Prospects of nuclear clustering studies via dissociation of relativistic nuclei in nuclear track emulsion

TL;DR

This paper reviews the current status and future prospects of nuclear clustering research using relativistic nuclear dissociation in nuclear track emulsion, highlighting identification of specific unstable nuclei and states, and proposing new research directions.

Contribution

It introduces new methods for identifying unstable nuclei and states in relativistic dissociation and suggests exploring complex alpha-particle states and baryonic matter in future studies.

Findings

Identification of $^{8}$Be and $^{9}$B in dissociation of certain isotopes

Observation of the Hoyle state in $^{12}$C and $^{16}$O dissociation

Proposals for searching for complex alpha-particle states and baryonic matter

Abstract

Status and prospects of nuclear clustering studies by dissociation of relativistic nuclei in nuclear track emulsion are presented.
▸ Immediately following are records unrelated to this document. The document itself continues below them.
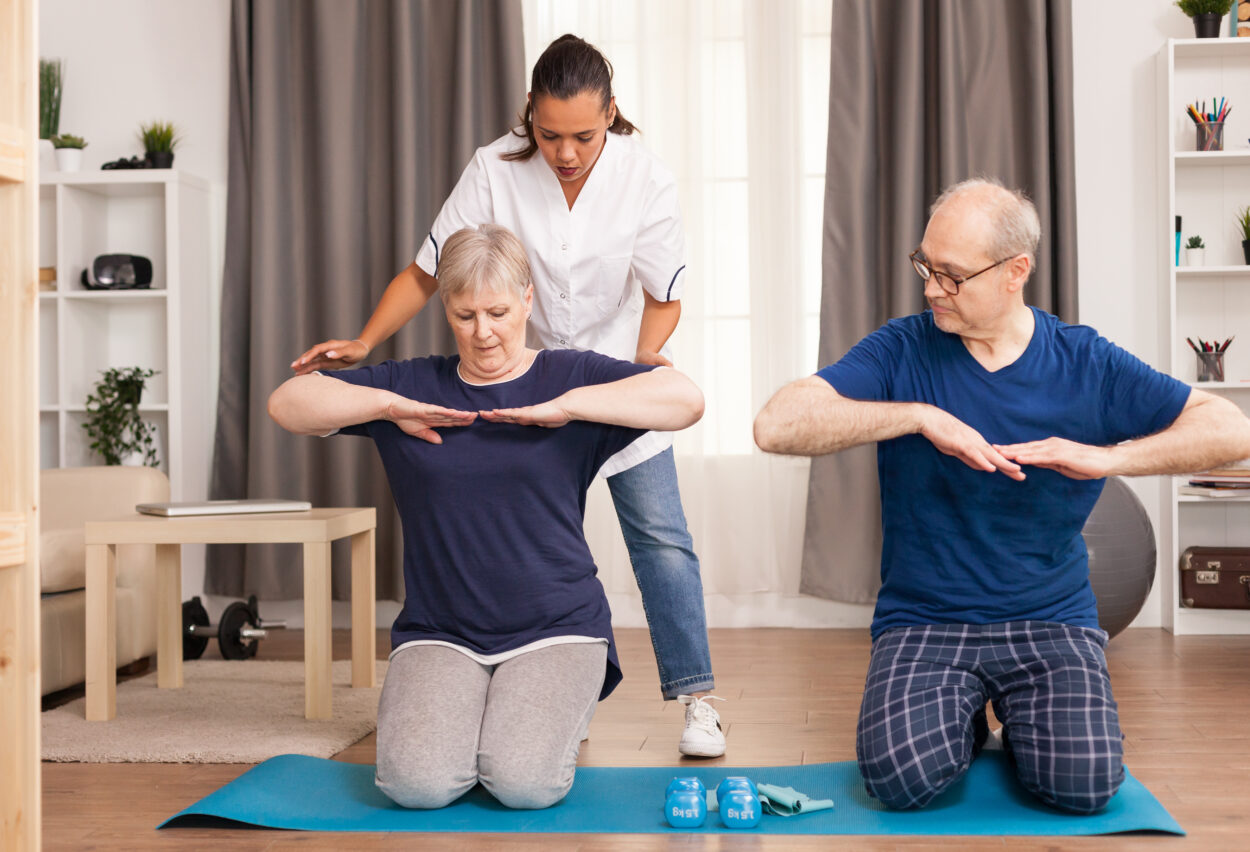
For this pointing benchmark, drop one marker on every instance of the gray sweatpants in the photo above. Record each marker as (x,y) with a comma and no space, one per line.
(446,722)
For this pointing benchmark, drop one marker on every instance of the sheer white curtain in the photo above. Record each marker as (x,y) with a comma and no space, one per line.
(733,96)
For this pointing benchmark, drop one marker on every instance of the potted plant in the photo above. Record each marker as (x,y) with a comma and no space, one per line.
(1195,251)
(113,421)
(1244,224)
(69,151)
(159,139)
(1206,15)
(51,81)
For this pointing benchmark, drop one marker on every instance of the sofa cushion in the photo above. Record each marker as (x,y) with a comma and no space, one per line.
(61,560)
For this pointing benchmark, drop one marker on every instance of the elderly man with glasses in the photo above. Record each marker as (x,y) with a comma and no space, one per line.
(996,425)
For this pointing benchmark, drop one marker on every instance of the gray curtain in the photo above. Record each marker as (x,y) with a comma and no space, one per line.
(923,94)
(350,123)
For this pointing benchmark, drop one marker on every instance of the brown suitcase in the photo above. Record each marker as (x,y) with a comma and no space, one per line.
(1215,577)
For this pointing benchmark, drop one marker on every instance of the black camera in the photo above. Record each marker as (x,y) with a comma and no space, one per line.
(119,272)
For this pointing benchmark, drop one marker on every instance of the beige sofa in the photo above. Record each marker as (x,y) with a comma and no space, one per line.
(70,496)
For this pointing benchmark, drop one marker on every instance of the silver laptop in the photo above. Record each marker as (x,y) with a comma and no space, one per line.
(223,507)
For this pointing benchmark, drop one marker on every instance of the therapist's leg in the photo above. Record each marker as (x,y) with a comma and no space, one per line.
(429,720)
(538,710)
(661,551)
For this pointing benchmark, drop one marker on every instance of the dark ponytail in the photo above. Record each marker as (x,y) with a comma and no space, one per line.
(568,68)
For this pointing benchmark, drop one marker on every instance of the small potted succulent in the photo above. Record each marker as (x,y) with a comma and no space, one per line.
(116,430)
(1244,224)
(51,86)
(69,151)
(1206,15)
(1195,251)
(159,139)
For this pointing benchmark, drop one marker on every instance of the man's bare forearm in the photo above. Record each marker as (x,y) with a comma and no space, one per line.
(1209,432)
(661,400)
(808,417)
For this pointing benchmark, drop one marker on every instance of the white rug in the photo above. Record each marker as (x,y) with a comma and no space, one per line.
(225,712)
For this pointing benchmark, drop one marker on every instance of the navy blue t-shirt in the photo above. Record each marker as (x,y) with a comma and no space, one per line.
(968,546)
(494,551)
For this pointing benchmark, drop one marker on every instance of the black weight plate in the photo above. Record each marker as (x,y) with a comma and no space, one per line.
(194,614)
(233,646)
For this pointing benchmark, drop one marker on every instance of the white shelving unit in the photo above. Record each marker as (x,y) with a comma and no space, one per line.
(1213,301)
(163,215)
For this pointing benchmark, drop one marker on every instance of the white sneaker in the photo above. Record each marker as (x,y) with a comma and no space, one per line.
(703,736)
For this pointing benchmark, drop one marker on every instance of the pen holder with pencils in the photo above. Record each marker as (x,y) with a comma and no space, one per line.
(1210,136)
(1210,366)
The unstable $^{8}$Be and $^{9}$B nuclei are identified in dissociation of the isotopes $^{9}$Be, $^{10}$B, $^{10}$C and $^{11}$C, and the Hoyle state in the cases $^{12}$C and $^{16}$O. On this ground searching for the Hoyle state and more complex $\alpha$-particle states in the dissociation of the heavier nuclei is suggested. A detailed study of a low-density baryonic matter arising in dissociation of the heaviest nuclei is forthcoming long-term problem. An analysis of nuclear fragmentation induced by relativistic muons is proposed to examine the mechanism dissociation.